2004: I read about a new business that provided digital photography printing technology to big chain stores. It seemed like it had promise and their shares were cheap so I put $1000 into it. It went nowhere for a while and I cashed out of it at a 10% loss.
2010: A friend who had been investing in the stock market for years with poor success convinced me to invest in an ETF natural gas stock. The rationale was that natural gas was at an all time low so that it should bounce back up soon. I had an extra $2000 kicking around so I put my money in. The very next day I was up $400. That would be the last day I was up at all. In the end I was left with $500. I could have bought 150 homeless people dinner with the money I lost.
Since I departed from my job back in Sept 2015, I’ve been involved in the stock market game. Near the beginning of this new venture I was up $1200 from a $6000 investment within a matter of days. If I had cashed out right then my return would have been better than 90% of what professionals accomplish in a year. Of course within another few days my $1200 went to zero and then -$1200.

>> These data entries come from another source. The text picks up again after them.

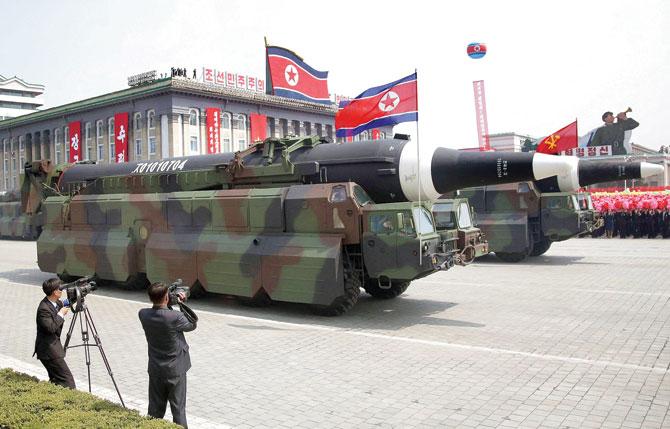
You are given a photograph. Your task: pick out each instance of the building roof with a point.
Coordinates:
(4, 81)
(169, 85)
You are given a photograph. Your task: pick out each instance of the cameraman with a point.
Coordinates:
(50, 318)
(168, 354)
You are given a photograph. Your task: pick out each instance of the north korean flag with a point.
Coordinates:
(291, 77)
(384, 105)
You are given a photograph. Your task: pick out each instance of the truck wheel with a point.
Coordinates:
(344, 303)
(396, 289)
(541, 247)
(511, 256)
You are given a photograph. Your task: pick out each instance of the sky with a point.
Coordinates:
(548, 63)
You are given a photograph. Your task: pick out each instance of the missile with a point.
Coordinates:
(389, 170)
(583, 172)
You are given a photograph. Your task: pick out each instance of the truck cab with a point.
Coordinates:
(454, 222)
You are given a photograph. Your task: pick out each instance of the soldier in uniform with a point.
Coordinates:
(613, 133)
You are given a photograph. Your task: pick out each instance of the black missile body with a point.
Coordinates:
(588, 172)
(387, 169)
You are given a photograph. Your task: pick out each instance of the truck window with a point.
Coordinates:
(407, 226)
(444, 216)
(423, 220)
(361, 197)
(338, 194)
(382, 223)
(464, 218)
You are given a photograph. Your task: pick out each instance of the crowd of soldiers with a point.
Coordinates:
(636, 216)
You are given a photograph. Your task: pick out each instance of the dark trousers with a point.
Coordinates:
(162, 390)
(59, 373)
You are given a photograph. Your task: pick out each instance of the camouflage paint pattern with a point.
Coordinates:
(519, 221)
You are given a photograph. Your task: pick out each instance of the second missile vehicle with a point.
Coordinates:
(296, 219)
(524, 219)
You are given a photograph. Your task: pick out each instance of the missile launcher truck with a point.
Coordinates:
(296, 219)
(21, 211)
(524, 219)
(454, 221)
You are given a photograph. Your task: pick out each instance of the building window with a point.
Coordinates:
(99, 141)
(137, 133)
(87, 140)
(22, 151)
(194, 131)
(295, 128)
(226, 133)
(151, 131)
(57, 145)
(240, 138)
(66, 142)
(110, 139)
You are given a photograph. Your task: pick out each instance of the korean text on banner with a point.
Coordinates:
(213, 124)
(75, 141)
(121, 137)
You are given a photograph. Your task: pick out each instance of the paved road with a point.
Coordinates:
(575, 338)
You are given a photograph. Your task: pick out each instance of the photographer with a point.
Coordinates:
(48, 348)
(168, 352)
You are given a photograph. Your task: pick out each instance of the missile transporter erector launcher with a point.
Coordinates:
(297, 219)
(524, 219)
(21, 211)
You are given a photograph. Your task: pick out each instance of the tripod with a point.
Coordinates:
(86, 324)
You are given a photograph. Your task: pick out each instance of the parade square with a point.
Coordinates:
(574, 338)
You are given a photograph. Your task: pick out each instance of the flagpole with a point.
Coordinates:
(418, 166)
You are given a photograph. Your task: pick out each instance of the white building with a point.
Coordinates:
(18, 97)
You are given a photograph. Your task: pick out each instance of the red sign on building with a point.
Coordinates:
(75, 141)
(121, 137)
(212, 121)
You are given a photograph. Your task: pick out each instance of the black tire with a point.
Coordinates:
(396, 289)
(261, 299)
(511, 256)
(343, 303)
(541, 247)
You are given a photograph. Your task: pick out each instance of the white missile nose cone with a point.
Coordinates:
(553, 165)
(648, 169)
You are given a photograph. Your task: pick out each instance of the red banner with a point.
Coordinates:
(258, 127)
(480, 110)
(213, 123)
(121, 137)
(561, 140)
(75, 141)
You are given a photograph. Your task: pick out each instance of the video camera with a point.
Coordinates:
(173, 293)
(77, 290)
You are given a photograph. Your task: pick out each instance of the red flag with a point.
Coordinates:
(258, 127)
(563, 139)
(121, 137)
(384, 105)
(75, 141)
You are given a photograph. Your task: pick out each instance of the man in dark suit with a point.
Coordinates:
(50, 318)
(168, 354)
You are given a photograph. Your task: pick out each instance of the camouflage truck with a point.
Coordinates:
(524, 219)
(297, 219)
(455, 223)
(21, 211)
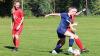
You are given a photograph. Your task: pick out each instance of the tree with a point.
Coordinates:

This time around was different though. I had learned from my mistakes and from the mistakes of others, and had a different strategy before I even purchased a share. Fast forward 8 months and I brought my stock portfolio back to the positives by staying disciplined and following the cardinal rules. Today, I’m back in the negatives because I made another mistake.
Managing your own money in the stock market is like lifting weights…most people have tried it but a small percentage stick with it and an even smaller percentage achieve any meaningful success.
Most people look at the stock market like they do a casino…they hope to score big in a short amount of time. What I’ve learned from my most recent folly is that having long-term success in the stock market is no different than achieving success in anything else. No one can be very good at any profession without taking the time to learn and make mistakes. To think you can succeed in the stock market with an uninterrupted upward trajectory from the beginning is the same as believing you can build a house for your family because you built one for your dog.
They say 9 out of 10 people fail at making money in the stock market. I believe the failure comes from biting off more than your stomach can handle which will emotionally and/or financially cripple you.
To anyone thinking of getting in the stock market game, I would highly recommend that you take it slow and not have your first priority be making money but instead to learn. Have a small amount of money invested so that it has your interest but not enough that you will potentially lose sleep or your kid’s lunch money for the year. Expecting to score big from the beginning would be like trying to be a professional without ever completing the amateur level.